We're all familiar with computer viruses: bits of code which attempt to transmit themselves to another system, from which they look for yet more systems to infect. The key point is that the virus must transmit code to infect another system.
Very occasionally there are more obscure examples of viral behavior, of data alone unaccompanied by code. Certainly, there is code involved, but it is the normal code of the system which performs a useful function and is not intended to spread data virally.
For example: people usually refer to me by the nickname Denny. My personal email address is firstname.lastname@example.org (1) but my work address is not "denny". One person had my personal email address. Shortly after I started he sent an email to a few team members. He typed "Denny," and GMail helpfully auto-completed my personal account from his contacts. When another member of the team responded to that email, the address was automatically added to his contacts. When he later sent an email to another set of coworkers... the Contact virus spread further.
The trouble with data-driven viral behavior is that there are few tools to stamp it out. With code viruses, a huge ecosystem of tools and malware signatures has been created. There are few tools to deal with an annoying bit of data spreading through the system, just manual exhortations to not respond to the email containing the external address.

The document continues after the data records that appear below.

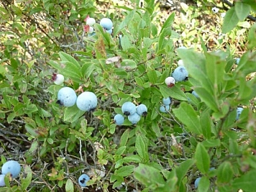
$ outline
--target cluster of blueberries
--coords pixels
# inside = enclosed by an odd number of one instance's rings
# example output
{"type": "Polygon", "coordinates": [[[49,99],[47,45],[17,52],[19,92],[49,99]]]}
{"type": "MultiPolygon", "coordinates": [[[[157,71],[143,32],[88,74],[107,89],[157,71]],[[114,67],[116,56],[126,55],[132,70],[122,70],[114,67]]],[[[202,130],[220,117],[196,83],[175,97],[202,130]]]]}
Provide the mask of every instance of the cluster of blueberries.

Do people know of other instances of a viral spread of data, unaccompanied by code? There are certainly instances of poor auto-complete behavior, such as a mistyped URL leading to the browser forevermore suggesting the bogus site, but none I can think of which spread from one person to another. I suspect the root cause is a poor model for how auto-complete is supposed to work: the developer wants it to be completely automatic and not something the user should have to adjust.
(1): I long ago gave up keeping my email address off of spam lists. As I've used this address since 1996, I am wholly reliant on good filtering.